The Vincent Graves Greene Philatelic Research Foundation is based in Ontario, Canada.

History 
The Foundation was formed in 1975 through a series of gifts from the renowned Canadian philatelist, Vincent Graves Greene.

Legal status 
The Foundation is incorporated and registered as a charitable organization for Canadian tax purposes.

Governance 
The Foundation is overseen by a Board of Directors. Since 2006 the Honorary Chairman of the Board has been the philatelist Kenneth Rowe.

Purpose of the foundation 
The Foundation website states that:

The primary purpose of the Foundation is to encourage and promote research in the fields of philately and postal history. To carry out this purpose the Foundation is empowered to raise and distribute funds, to enter into arrangements with various authorities and to employ staff as necessary to attain its objectives.

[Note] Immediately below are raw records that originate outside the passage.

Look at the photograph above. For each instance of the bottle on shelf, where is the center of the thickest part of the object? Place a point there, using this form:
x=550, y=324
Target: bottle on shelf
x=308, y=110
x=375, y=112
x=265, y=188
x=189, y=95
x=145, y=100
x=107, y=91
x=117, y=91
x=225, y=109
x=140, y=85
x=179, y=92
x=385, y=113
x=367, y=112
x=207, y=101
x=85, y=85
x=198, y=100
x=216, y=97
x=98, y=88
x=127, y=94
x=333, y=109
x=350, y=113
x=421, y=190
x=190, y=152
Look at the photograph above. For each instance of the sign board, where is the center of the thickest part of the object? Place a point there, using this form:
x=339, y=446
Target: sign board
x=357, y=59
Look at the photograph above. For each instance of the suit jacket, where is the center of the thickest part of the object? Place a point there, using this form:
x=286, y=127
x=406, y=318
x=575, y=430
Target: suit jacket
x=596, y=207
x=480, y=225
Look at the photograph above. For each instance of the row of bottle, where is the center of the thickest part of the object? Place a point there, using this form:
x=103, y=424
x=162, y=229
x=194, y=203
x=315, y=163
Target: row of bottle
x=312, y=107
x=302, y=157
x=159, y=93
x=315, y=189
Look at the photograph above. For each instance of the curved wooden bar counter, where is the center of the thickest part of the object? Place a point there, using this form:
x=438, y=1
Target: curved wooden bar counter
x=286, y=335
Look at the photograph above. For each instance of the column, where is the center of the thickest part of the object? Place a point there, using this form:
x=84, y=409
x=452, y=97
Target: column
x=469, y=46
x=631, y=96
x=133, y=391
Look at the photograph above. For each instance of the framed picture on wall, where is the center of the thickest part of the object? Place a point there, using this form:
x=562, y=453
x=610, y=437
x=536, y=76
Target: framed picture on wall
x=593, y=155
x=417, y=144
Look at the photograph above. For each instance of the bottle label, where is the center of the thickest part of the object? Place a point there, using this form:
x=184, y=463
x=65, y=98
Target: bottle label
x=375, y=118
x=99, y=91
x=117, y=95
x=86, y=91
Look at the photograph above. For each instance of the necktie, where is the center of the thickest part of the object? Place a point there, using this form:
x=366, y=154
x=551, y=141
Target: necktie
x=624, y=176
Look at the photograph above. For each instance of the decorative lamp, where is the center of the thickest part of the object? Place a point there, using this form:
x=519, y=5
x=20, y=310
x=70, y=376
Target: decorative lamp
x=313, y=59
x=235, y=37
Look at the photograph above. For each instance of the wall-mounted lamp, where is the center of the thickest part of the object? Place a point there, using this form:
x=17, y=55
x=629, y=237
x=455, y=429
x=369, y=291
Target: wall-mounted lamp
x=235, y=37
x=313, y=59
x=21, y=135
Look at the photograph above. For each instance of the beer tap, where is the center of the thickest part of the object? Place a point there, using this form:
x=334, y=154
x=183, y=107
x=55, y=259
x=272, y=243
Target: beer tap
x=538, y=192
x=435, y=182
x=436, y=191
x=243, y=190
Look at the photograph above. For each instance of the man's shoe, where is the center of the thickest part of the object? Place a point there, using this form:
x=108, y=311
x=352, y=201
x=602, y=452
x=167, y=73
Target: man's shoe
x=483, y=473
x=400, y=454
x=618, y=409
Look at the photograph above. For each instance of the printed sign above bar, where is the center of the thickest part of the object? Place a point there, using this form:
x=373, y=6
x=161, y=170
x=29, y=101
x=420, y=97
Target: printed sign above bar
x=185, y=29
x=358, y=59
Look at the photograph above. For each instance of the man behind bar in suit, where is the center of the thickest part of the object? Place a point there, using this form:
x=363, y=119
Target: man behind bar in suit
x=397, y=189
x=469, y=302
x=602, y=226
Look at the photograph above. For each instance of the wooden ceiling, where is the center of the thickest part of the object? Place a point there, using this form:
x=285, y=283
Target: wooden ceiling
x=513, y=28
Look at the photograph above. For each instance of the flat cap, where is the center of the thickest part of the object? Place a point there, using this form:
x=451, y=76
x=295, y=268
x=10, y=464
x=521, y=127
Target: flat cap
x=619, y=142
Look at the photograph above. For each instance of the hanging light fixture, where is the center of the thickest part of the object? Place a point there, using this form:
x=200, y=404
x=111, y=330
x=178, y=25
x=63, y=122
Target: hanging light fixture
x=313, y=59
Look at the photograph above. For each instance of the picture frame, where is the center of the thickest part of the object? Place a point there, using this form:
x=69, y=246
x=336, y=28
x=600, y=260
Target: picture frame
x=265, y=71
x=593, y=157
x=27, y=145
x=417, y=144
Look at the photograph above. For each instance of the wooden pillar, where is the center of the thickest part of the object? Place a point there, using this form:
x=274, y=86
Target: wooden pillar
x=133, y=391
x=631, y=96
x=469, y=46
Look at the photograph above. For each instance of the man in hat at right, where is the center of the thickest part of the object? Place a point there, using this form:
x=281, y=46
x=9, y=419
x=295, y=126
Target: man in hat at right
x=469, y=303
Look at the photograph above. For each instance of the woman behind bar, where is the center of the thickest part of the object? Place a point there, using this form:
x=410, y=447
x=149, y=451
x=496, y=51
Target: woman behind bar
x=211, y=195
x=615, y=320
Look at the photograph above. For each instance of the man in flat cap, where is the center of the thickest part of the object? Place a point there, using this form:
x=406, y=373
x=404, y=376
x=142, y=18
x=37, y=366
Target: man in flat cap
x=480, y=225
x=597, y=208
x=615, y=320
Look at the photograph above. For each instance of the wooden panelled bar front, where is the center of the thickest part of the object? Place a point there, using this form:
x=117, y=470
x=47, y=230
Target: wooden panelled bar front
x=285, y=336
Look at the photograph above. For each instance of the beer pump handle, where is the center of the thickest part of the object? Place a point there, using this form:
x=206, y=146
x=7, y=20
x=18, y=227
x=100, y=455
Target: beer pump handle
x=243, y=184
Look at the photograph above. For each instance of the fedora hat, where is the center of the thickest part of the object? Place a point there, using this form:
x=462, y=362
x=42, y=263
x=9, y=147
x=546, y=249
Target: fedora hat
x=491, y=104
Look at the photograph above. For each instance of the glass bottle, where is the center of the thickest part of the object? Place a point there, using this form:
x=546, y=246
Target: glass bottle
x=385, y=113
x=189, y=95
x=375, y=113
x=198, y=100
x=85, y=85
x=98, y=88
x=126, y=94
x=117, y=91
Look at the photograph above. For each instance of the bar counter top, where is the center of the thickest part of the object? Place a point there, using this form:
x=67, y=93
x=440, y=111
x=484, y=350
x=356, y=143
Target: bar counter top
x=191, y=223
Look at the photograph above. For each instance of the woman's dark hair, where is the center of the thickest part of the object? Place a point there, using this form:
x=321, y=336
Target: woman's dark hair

Five main functions of the foundation

1) The establishment and maintenance of a comprehensive library for research and study purposes.

2) The provision of expertization service for the validation of Canadian philatelic and postal history items.

3) To conduct or support lecture programmes or courses of study designed to improve and expand the knowledge of Canadian philatelists and postal historians.

4) To encourage, participate and organize philatelic and postal history exhibitions, competitions and displays.

5) To underwrite and publish philatelic and postal history research work in various formats.

Publications 
The Foundation is an active publisher of works relating to Canadian philately.

Expertisation 
The Foundation provides an expertisation service for philatelic items from British North America and since 1976 has issued over 18500 expert opinions. The Foundation is a member of the Association of International Philatelic Experts (AIEP).

Library 
The Foundation library is named The Harry Sutherland Philatelic Library.